When I started blogging I barely knew what the word meant. I hadn't a clue what I was doing, or even if I could do it. I almost find myself laughing at "When I started blogging" because I still feel like I have no idea what I'm doing.
One thing I have learned during this incredibly sporadic blogging journey is I have no idea who the hell I am. Most days I'm not even sure what I'm doing here. My mind is all over the place. I can be working on a project and then see something that grabs my interest....bam! I'm off.
There's nothing wrong with doing so, but it does have a downside. I never really master anything or become confident in anything because I'm always fluttering around from this thing to that thing over there. Getting back to the first thing is hard without a time machine.

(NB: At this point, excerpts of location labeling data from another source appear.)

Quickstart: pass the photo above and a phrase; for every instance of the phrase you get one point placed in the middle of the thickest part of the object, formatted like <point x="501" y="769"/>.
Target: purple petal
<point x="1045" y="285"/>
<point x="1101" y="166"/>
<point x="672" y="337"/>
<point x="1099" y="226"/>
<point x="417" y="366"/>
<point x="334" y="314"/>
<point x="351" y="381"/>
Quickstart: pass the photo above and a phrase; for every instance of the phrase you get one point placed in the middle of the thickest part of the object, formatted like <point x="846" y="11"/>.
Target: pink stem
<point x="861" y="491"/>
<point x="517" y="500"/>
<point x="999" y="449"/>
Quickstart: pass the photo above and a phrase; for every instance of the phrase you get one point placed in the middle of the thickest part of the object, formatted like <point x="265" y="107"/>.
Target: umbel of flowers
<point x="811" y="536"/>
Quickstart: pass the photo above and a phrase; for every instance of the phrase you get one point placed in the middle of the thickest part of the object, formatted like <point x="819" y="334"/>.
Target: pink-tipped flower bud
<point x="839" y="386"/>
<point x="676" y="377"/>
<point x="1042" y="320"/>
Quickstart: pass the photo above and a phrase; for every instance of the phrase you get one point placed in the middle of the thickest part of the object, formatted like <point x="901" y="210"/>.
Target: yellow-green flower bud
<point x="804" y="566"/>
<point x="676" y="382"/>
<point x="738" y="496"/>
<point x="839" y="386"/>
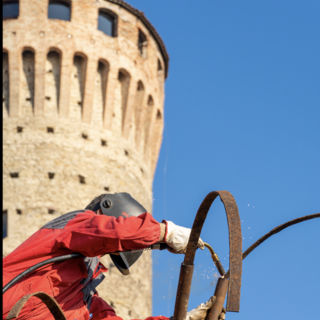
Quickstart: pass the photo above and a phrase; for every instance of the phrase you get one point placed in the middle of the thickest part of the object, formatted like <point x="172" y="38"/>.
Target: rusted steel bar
<point x="50" y="302"/>
<point x="275" y="231"/>
<point x="220" y="294"/>
<point x="183" y="291"/>
<point x="235" y="255"/>
<point x="215" y="259"/>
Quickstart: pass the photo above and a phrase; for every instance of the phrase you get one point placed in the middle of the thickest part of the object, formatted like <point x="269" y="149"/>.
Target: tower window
<point x="107" y="23"/>
<point x="10" y="10"/>
<point x="4" y="223"/>
<point x="14" y="174"/>
<point x="59" y="10"/>
<point x="51" y="175"/>
<point x="82" y="179"/>
<point x="142" y="44"/>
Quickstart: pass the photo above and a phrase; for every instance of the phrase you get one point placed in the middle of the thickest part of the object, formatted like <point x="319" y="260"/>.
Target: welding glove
<point x="200" y="312"/>
<point x="177" y="237"/>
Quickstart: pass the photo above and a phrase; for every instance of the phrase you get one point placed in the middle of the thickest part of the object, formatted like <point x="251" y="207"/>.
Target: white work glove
<point x="177" y="237"/>
<point x="200" y="312"/>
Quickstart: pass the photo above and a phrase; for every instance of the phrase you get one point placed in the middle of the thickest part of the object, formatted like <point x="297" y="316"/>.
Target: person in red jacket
<point x="110" y="224"/>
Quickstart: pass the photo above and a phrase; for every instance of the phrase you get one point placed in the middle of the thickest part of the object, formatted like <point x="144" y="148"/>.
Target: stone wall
<point x="83" y="115"/>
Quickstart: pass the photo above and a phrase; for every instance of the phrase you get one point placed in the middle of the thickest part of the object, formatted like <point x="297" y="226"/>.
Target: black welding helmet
<point x="116" y="205"/>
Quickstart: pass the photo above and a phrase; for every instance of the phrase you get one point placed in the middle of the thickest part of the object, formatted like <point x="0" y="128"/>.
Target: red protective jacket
<point x="72" y="283"/>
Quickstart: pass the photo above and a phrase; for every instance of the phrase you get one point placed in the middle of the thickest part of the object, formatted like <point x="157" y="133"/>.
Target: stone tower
<point x="83" y="94"/>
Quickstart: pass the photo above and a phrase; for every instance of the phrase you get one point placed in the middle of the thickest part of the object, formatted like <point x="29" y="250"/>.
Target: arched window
<point x="142" y="44"/>
<point x="59" y="10"/>
<point x="107" y="22"/>
<point x="10" y="10"/>
<point x="5" y="83"/>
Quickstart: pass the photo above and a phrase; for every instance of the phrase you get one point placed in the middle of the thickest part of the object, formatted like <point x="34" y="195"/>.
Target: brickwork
<point x="83" y="115"/>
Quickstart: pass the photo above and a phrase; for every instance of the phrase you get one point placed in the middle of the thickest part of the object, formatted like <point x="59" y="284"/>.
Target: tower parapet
<point x="83" y="94"/>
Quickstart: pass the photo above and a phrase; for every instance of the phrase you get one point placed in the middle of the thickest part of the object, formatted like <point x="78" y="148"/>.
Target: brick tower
<point x="83" y="94"/>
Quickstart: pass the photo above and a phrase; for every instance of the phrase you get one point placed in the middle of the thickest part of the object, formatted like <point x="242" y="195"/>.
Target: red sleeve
<point x="100" y="310"/>
<point x="103" y="234"/>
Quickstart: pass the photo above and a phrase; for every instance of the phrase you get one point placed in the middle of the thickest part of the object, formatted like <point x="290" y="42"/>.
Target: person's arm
<point x="100" y="234"/>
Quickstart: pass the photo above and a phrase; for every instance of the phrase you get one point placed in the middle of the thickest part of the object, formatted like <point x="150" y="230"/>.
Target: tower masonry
<point x="83" y="95"/>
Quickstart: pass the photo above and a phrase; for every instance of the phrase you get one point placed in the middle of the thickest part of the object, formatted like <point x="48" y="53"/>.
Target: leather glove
<point x="177" y="237"/>
<point x="200" y="312"/>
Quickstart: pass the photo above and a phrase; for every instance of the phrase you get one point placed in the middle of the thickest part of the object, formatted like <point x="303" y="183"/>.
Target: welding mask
<point x="116" y="205"/>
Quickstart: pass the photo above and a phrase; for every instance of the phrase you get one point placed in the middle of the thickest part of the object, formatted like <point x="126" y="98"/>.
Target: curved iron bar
<point x="275" y="231"/>
<point x="235" y="256"/>
<point x="215" y="259"/>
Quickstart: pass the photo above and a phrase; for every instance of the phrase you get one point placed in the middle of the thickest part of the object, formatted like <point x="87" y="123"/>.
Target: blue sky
<point x="242" y="113"/>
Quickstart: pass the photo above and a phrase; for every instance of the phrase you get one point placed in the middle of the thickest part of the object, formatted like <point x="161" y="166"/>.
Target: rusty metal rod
<point x="220" y="294"/>
<point x="183" y="291"/>
<point x="215" y="259"/>
<point x="235" y="256"/>
<point x="275" y="231"/>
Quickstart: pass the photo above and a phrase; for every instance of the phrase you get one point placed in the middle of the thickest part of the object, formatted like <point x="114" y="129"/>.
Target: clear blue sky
<point x="242" y="113"/>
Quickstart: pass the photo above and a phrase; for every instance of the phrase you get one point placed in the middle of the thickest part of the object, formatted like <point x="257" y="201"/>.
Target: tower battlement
<point x="83" y="95"/>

This truly is a fork in the road for me; a new beginning. My initial vision was entirely too broad and too vague. I didn't think about what it meant to me or what it might look like. I'm realizing now that this vagueness was part of my struggle. I was throwing stuff out into cyberspace, but I wasn't sharing the process, the feels or thoughts behind them. Another obstacle I make for myself, I share virtually every creative thing I do on Instagram. Again, nothing wrong with that, other than blogging about something I've already shared publicly makes it feel like I am regurgitating old news.
With all this in mind, I am now working on getting clearer in my mind about what my vision means to me and how I would like it to look. As well as getting clearer about what constitutes a blog post, what I want it to look like and how I want it to feel.